Liber Gomorrhianus

28 Abril, 2017 – Espiritualidad digital

El guardián de mi hermano

Después de haber matado a su hermano, Caín tuvo que escuchar cómo Dios le preguntaba por Abel. No quiero ni imaginar lo que sintió aquel primer homicida al ser preguntado por el paradero de su víctima. Pero no necesito imaginar lo que respondió, porque todos lo sabemos. Es una de las frases más cínicas de toda la Escritura: No sé. ¿Soy yo acaso el guardián de mi hermano? (Gn 4, 9).

¿Con qué compraremos panes para que coman estos?, preguntó Jesús. Él, que morirá a manos de los hombres como un nuevo Abel, sí es el guardián de sus hermanos. Más que guardián: es el Pastor. Y el Pastor se preocupa por el hambre de las ovejas, como también se preocupa por su vida. Está dispuesto a morir para que ellas vivan, y convertirse en pasto para que ellas coman.

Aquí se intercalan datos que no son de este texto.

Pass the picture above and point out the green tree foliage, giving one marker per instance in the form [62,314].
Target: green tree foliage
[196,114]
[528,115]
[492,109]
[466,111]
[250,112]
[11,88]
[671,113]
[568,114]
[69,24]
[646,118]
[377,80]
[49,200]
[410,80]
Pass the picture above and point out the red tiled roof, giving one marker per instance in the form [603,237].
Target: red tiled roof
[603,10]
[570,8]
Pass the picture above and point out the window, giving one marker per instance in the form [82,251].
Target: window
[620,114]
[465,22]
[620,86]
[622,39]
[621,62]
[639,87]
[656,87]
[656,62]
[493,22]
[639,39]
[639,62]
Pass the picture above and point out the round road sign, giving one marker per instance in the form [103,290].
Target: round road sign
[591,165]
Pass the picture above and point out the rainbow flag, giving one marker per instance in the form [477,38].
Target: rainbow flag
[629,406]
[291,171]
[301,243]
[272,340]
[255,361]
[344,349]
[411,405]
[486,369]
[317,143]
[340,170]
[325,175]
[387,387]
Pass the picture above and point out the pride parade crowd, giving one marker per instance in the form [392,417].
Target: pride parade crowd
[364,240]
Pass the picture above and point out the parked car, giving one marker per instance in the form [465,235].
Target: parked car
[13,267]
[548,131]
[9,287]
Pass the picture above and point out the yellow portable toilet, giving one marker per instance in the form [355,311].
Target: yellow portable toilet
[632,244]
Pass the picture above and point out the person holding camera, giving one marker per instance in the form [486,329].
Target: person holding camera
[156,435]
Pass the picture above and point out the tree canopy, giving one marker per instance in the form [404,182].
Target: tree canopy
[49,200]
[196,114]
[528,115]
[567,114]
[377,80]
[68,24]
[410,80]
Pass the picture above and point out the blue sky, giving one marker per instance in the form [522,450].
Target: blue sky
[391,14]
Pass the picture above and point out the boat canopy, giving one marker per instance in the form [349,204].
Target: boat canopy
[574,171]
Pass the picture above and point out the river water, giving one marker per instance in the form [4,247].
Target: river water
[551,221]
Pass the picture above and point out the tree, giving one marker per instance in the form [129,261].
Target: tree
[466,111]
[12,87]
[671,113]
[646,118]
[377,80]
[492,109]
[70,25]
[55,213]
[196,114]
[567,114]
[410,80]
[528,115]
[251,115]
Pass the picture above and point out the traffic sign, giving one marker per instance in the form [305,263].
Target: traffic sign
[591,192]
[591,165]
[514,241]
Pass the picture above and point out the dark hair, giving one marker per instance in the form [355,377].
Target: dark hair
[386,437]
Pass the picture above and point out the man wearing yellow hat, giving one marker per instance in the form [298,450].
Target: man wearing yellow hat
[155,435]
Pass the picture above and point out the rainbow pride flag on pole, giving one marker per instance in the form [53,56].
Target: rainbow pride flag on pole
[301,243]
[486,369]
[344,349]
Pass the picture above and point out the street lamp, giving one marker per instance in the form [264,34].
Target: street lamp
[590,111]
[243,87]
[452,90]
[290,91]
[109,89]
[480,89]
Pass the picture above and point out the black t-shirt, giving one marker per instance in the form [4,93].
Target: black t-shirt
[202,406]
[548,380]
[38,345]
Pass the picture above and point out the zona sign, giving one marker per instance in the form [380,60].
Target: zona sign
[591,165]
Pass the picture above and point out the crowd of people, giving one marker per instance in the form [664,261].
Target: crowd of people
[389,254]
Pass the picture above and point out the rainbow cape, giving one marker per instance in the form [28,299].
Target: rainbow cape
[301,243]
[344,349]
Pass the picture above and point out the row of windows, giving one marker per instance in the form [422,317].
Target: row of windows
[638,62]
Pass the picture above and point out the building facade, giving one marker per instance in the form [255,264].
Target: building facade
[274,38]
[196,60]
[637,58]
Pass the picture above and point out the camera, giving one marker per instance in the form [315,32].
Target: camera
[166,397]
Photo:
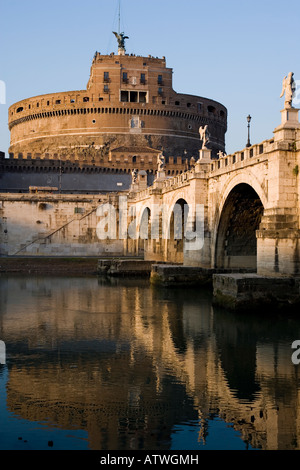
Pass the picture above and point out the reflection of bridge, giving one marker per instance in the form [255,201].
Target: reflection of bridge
[250,201]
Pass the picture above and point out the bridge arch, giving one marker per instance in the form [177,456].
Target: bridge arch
[176,227]
[239,216]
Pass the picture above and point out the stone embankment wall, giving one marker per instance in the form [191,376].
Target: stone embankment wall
[52,225]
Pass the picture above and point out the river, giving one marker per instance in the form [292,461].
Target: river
[115,364]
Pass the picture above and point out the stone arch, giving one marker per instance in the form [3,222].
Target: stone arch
[177,221]
[144,231]
[235,237]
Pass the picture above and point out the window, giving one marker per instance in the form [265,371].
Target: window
[124,96]
[142,97]
[133,96]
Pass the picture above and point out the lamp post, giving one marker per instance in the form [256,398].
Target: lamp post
[248,120]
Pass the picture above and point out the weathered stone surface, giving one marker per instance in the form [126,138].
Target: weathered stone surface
[250,292]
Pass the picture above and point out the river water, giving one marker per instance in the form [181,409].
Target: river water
[118,365]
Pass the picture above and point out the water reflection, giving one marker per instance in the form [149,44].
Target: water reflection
[139,368]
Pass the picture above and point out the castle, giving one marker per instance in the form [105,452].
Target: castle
[91,140]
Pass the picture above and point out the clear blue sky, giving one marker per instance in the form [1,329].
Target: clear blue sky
[234,51]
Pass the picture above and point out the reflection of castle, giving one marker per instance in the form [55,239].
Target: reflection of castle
[124,377]
[127,115]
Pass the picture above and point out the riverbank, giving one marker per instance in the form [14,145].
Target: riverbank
[59,266]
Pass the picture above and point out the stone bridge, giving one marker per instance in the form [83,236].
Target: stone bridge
[244,207]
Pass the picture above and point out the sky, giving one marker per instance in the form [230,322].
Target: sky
[236,52]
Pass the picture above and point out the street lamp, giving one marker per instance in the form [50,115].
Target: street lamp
[248,120]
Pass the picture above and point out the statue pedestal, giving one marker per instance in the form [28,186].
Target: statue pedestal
[289,122]
[204,159]
[134,188]
[289,117]
[204,156]
[160,175]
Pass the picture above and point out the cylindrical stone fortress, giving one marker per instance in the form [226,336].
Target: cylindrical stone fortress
[129,103]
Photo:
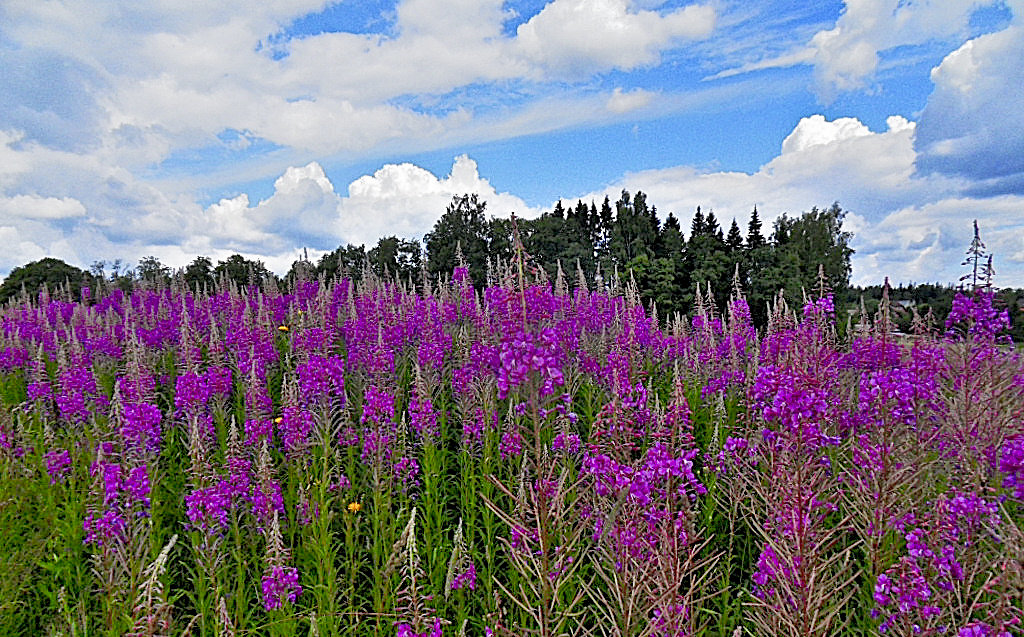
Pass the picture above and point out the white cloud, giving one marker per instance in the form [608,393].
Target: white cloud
[907,226]
[847,56]
[815,130]
[571,37]
[973,124]
[400,200]
[35,207]
[623,101]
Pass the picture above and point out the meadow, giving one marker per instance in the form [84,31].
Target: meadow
[534,458]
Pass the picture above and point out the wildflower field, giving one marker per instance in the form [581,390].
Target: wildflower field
[529,459]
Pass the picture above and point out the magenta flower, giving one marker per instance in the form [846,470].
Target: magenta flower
[281,585]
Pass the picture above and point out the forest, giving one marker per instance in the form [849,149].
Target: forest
[613,242]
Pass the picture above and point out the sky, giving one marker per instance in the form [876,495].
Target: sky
[272,127]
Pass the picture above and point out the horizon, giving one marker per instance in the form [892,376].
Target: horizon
[271,128]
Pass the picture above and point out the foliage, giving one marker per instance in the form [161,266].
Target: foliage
[49,272]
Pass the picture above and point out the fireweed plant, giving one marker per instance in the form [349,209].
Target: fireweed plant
[532,458]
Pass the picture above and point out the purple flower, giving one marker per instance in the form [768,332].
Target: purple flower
[140,427]
[137,485]
[281,585]
[208,508]
[57,465]
[467,579]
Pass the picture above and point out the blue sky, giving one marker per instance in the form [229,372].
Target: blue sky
[130,129]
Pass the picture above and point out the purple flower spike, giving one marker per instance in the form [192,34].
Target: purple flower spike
[281,584]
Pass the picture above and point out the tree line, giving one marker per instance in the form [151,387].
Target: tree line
[625,239]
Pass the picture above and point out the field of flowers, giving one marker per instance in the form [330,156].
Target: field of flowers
[527,460]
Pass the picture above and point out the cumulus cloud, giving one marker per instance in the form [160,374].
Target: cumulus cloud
[972,125]
[907,226]
[401,200]
[815,130]
[847,56]
[582,36]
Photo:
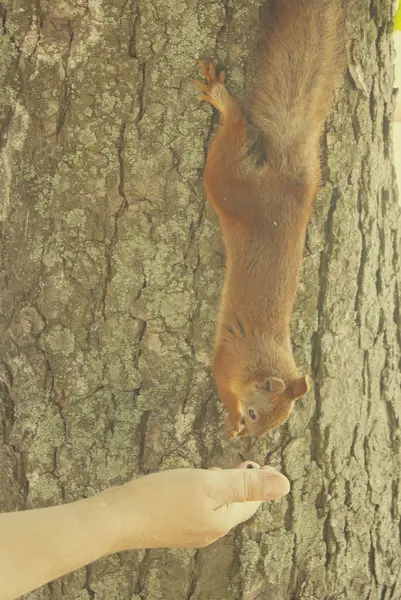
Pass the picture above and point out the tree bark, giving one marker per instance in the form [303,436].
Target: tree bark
[111,268]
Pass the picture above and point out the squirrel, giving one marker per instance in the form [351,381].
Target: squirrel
[264,209]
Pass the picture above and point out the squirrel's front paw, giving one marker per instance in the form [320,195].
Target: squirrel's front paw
[214,90]
[235,427]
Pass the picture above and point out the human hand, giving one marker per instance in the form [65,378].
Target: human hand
[189,508]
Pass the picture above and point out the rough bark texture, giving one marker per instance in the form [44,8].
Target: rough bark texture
[111,267]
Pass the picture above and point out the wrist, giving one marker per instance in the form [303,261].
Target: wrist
[118,513]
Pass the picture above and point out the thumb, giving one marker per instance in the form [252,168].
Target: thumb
[250,485]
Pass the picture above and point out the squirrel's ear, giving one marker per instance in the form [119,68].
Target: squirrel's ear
[271,384]
[298,387]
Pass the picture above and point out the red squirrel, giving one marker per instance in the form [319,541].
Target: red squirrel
[264,209]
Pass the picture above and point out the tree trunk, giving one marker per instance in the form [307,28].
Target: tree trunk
[111,268]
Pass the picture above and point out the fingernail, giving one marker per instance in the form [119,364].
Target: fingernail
[248,464]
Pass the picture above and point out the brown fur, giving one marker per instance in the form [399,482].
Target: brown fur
[264,210]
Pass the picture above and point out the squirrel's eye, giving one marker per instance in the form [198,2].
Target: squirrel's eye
[252,414]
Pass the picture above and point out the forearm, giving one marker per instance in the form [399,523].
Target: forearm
[38,546]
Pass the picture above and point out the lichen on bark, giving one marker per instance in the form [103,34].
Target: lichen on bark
[111,269]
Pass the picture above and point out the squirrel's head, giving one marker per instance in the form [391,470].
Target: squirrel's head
[267,402]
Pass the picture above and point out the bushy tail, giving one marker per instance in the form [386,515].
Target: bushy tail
[302,60]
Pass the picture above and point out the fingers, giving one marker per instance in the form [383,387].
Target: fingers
[250,485]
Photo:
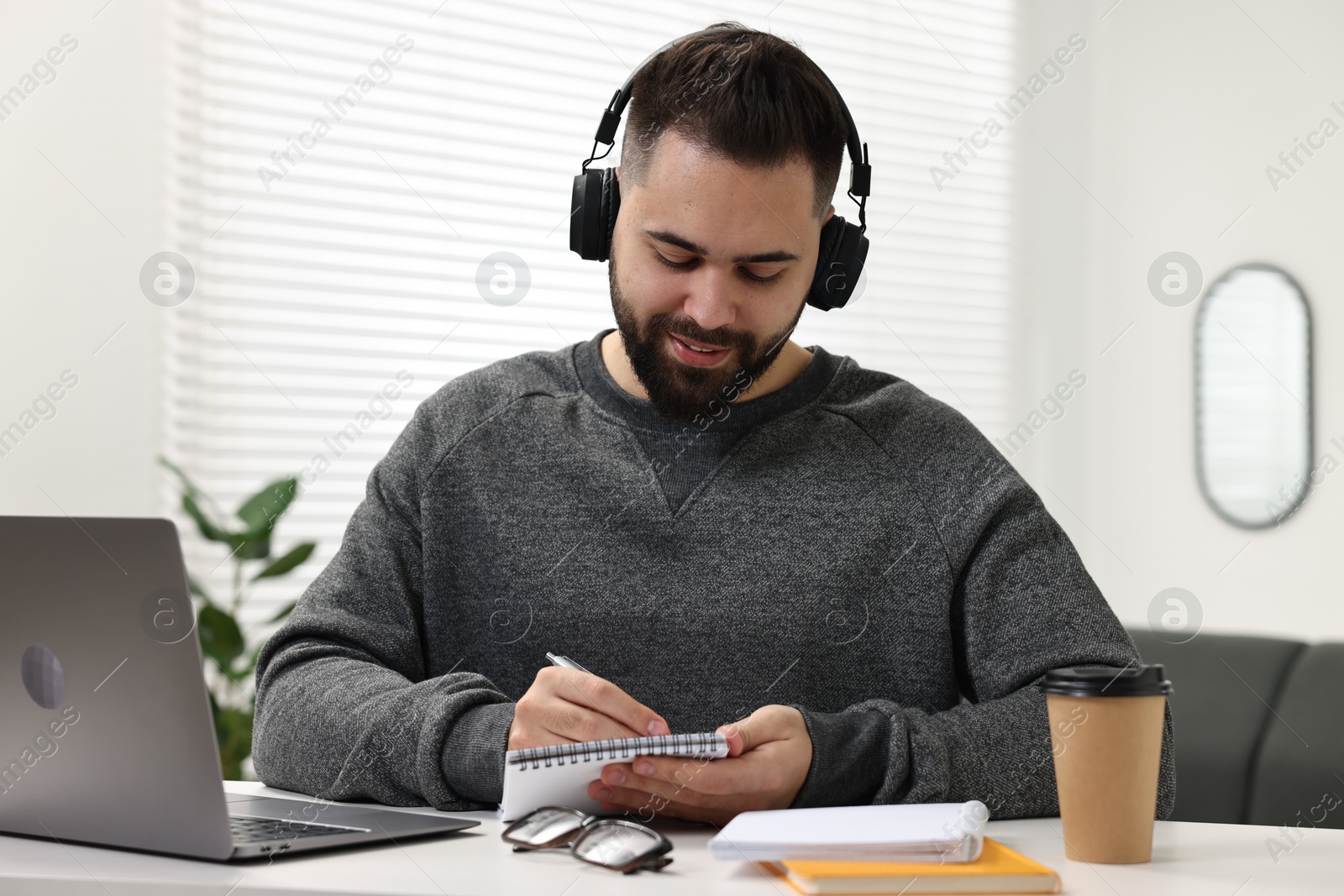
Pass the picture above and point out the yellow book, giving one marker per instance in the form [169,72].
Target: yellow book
[998,871]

¿Y tú? Mira a tu alrededor. Estás rodeado de almas que mueren de hambre porque no conocen a Cristo. ¿Eres tú el guardián de tu hermano, o no lo eres? ¿No te preocupa que tus vecinos, tus amigos, o tus familiares vivan sin Dios? ¿Te da igual que se condenen? ¿No te acercarás a ellos para ofrecerles Pan y Vida?